Esse dogmatismo antiviolência vai do duvidoso ao ridículo quando também se opõe a qualquer forma de “violência espiritual”. Não há, é claro, nada de errado em tentar agir “sem raiva no coração” e tentar evitar ser pego em ódio e vingança sem sentido; mas, na prática, esse ideal geralmente serve apenas como uma desculpa para reprimir virtualmente qualquer análise ou crítica incisiva, rotulando-a como “raivosa” ou “intelectualmente arrogante”. Com base em sua impressão (correta) da falência do esquerdismo tradicional, os budistas engajados concluíram que todas as táticas “confrontacionais” e teorias “divisivas” são equivocadas e irrelevantes. Como essa atitude equivale a ignorar praticamente toda a história das lutas sociais, muitas experiências ricamente sugestivas permanecem um livro fechado para eles (os experimentos anarquistas em organização social durante a revolução espanhola de 1936, por exemplo, ou as táticas situacionistas que provocaram a revolta de maio de 1968 na França), e eles não têm nada além de “compartilhar” uns com os outros os chavões mais inócuos da Nova Era e tentar despertar interesse nas “ações” mais mornas e de menor denominador comum.

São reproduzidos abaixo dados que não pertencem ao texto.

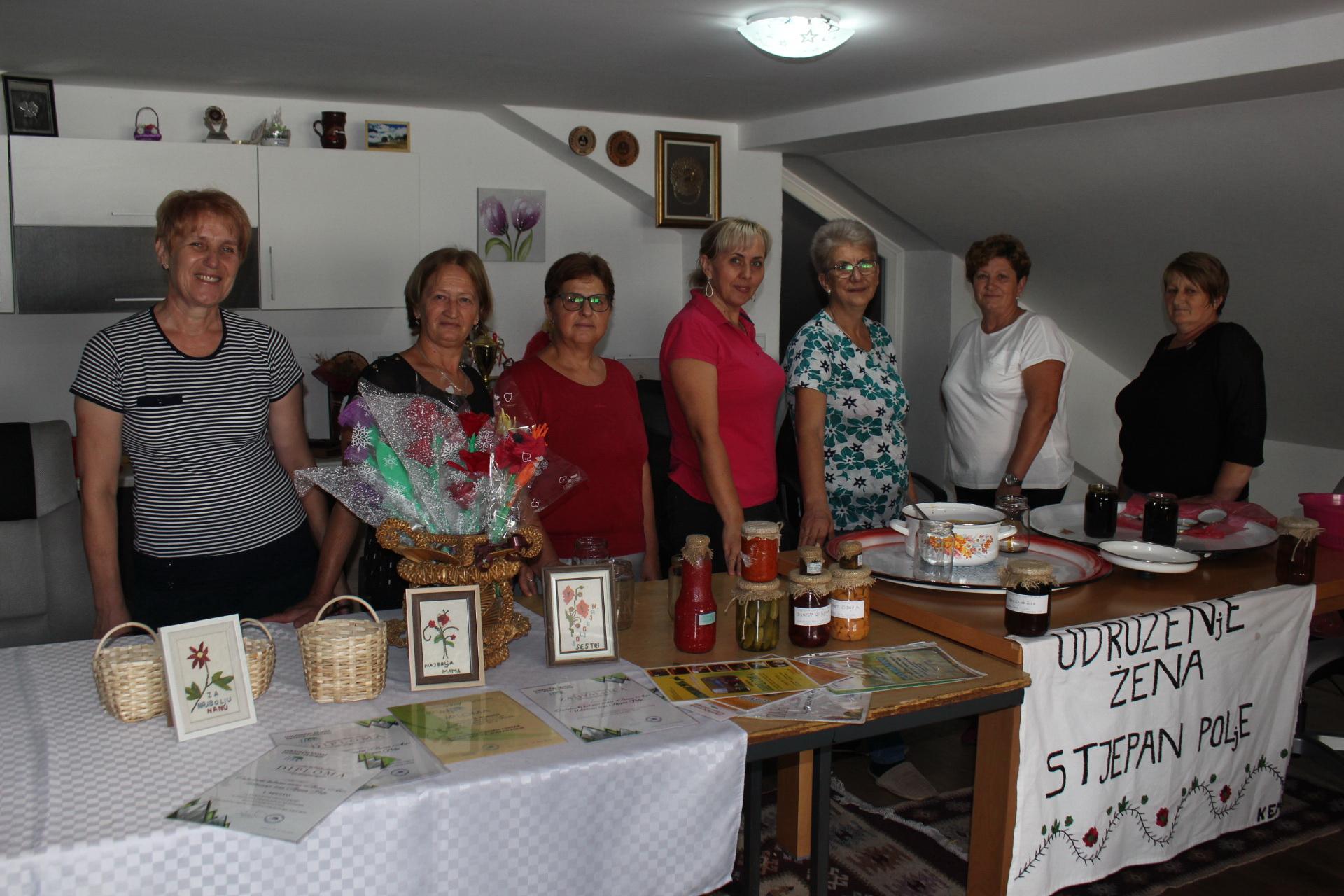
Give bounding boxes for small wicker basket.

É irônico que pessoas capazes de apreciar as anedotas clássicas do Zen não consigam ver que táticas de despertar afiadas também podem ser apropriadas em outros terrenos. Apesar de todas as diferenças óbvias, há certas analogias interessantes entre os métodos Zen e situacionista: ambos insistem na realização prática de seus insights, não apenas no assentimento passivo a alguma doutrina; ambos usam meios drásticos, incluindo rejeitar diálogos sem sentido e se recusar a oferecer “alternativas positivas” prontas, a fim de puxar o tapete de mentalidades habituais; ambos são, portanto, previsivelmente acusados de “negatividade”.

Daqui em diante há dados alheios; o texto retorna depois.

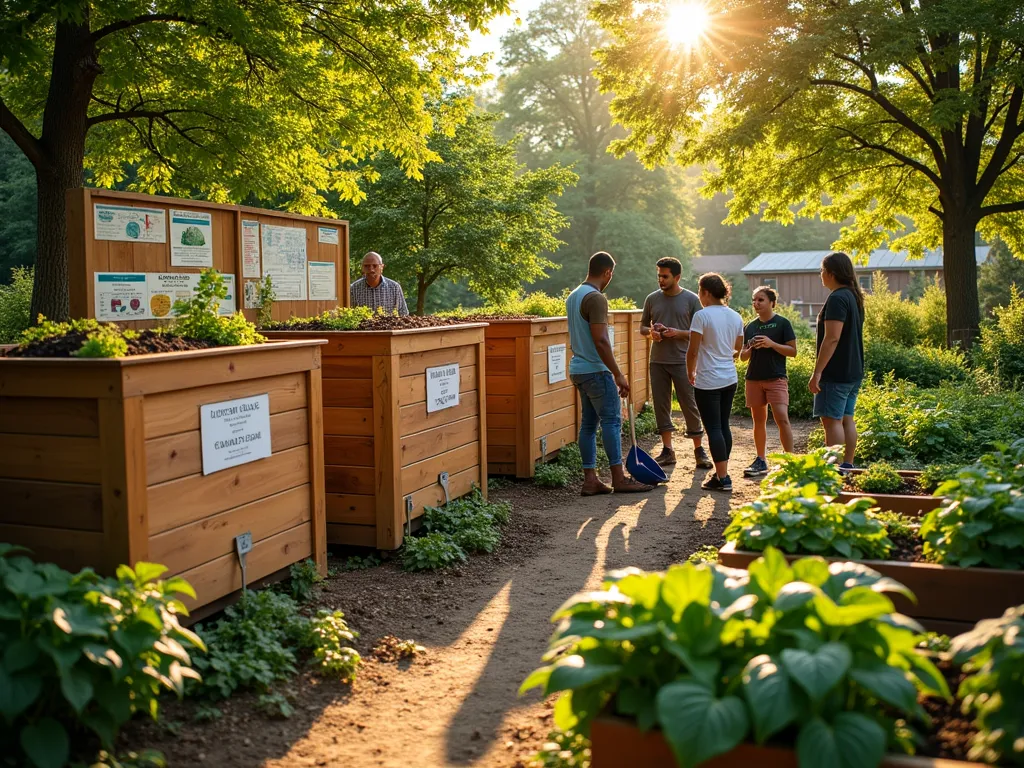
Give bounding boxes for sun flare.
[665,2,711,48]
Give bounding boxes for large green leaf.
[742,653,797,743]
[782,643,853,701]
[657,681,750,768]
[797,712,886,768]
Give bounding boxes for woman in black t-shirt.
[739,286,797,477]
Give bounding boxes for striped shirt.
[349,275,409,316]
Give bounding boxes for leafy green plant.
[950,605,1024,765]
[0,544,204,768]
[921,439,1024,570]
[761,449,843,496]
[724,483,893,560]
[520,548,949,768]
[853,462,903,494]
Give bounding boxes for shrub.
[520,549,949,768]
[724,483,893,560]
[853,462,903,494]
[0,544,203,768]
[0,266,35,344]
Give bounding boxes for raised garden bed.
[719,542,1024,635]
[263,318,487,550]
[0,340,327,608]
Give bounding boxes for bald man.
[349,251,409,315]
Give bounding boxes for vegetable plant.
[725,483,893,560]
[520,548,949,768]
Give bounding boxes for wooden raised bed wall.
[0,341,327,608]
[265,324,487,550]
[485,317,580,477]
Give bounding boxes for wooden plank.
[396,366,478,406]
[0,478,103,530]
[145,408,309,485]
[150,484,311,572]
[324,434,374,467]
[324,408,374,437]
[401,442,480,496]
[0,523,103,575]
[0,433,102,482]
[399,392,479,438]
[399,344,476,377]
[148,445,309,536]
[325,494,377,528]
[178,523,312,610]
[145,373,306,439]
[372,355,403,549]
[0,397,99,437]
[399,415,480,467]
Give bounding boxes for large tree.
[0,0,507,317]
[338,98,577,314]
[492,0,696,300]
[594,0,1024,345]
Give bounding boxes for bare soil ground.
[126,418,813,768]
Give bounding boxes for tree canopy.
[338,105,577,314]
[594,0,1024,344]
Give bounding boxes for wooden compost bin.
[265,323,487,550]
[485,317,580,477]
[0,341,327,608]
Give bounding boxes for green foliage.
[723,483,893,560]
[521,549,949,768]
[921,439,1024,570]
[0,268,34,344]
[950,605,1024,766]
[172,269,266,346]
[761,447,843,496]
[0,544,204,768]
[853,462,903,494]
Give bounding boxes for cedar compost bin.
[0,341,327,608]
[263,323,487,550]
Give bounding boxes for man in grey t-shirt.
[640,257,715,469]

Um dos velhos ditados zen é: Se você encontrar um Buda, mate-o. Os budistas engajados conseguiram “matar” Thich Nhat Hanh em suas mentes? Ou eles ainda estão apegados à sua imagem, impressionados com sua mística, consumindo passivamente suas obras e aceitando suas visões sem crítica? Nhat Hanh pode ser uma pessoa maravilhosa; seus escritos podem ser inspiradores e esclarecedores em certos aspectos; mas sua análise social é ingênua. Se ele parece um pouco radical, isso é apenas em contraste com a ingenuidade política ainda maior da maioria dos outros budistas. Muitos de seus admiradores ficarão chocados, talvez até irritados, com a ideia de que alguém possa ter a coragem de criticar uma pessoa tão santa, e tentarão descartar este folheto classificando-o como algum tipo bizarro de “ideologia esquerdista raivosa” e assumindo (incorretamente) que foi escrito por alguém sem experiência em meditação budista.

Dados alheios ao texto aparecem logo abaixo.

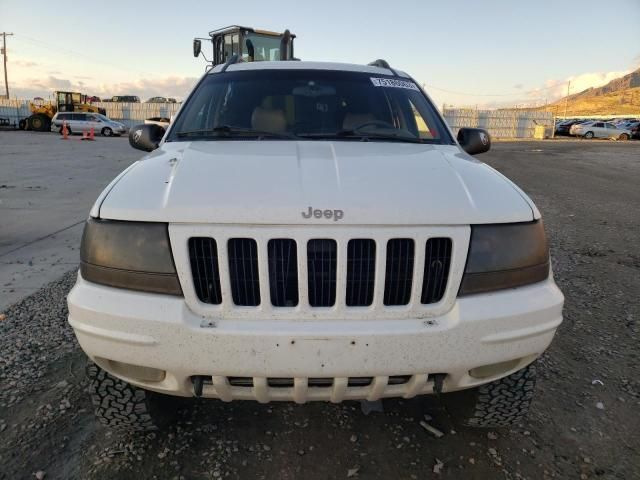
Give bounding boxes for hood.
[92,140,534,225]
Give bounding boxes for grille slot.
[189,237,222,305]
[186,232,458,312]
[346,239,376,307]
[227,238,260,307]
[420,238,451,304]
[267,238,298,307]
[307,239,337,307]
[384,238,415,305]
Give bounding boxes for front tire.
[86,363,176,432]
[443,364,536,428]
[27,114,51,132]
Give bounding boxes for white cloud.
[529,70,631,101]
[10,72,198,101]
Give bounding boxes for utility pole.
[564,80,571,120]
[2,32,13,100]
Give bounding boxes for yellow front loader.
[18,92,106,132]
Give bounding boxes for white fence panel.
[0,98,31,125]
[442,108,553,138]
[93,102,181,127]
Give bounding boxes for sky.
[0,0,640,107]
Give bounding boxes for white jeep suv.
[68,61,563,429]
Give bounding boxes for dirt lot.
[0,141,640,480]
[0,131,142,311]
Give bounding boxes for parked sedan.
[556,120,581,135]
[624,122,640,140]
[570,121,631,140]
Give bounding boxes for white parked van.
[68,61,563,429]
[51,112,128,137]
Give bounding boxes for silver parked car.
[51,112,128,137]
[570,121,631,140]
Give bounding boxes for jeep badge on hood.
[300,207,344,222]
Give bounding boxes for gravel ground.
[0,142,640,480]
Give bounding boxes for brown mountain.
[545,68,640,116]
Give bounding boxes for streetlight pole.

Outros podem admitir que alguns desses pontos são bem aceitos, mas então perguntarão: “Você tem alguma alternativa prática e construtiva, ou está apenas criticando? O que sugere que façamos?” Você não precisa ser um mestre carpinteiro para apontar que o telhado tem vazamento. Se uma crítica incita até mesmo algumas pessoas a parar e pensar, a ver através de alguma ilusão, talvez até as provoque a novos empreendimentos próprios, isso já é um efeito muito prático. Quantas “ações” realizam tanto?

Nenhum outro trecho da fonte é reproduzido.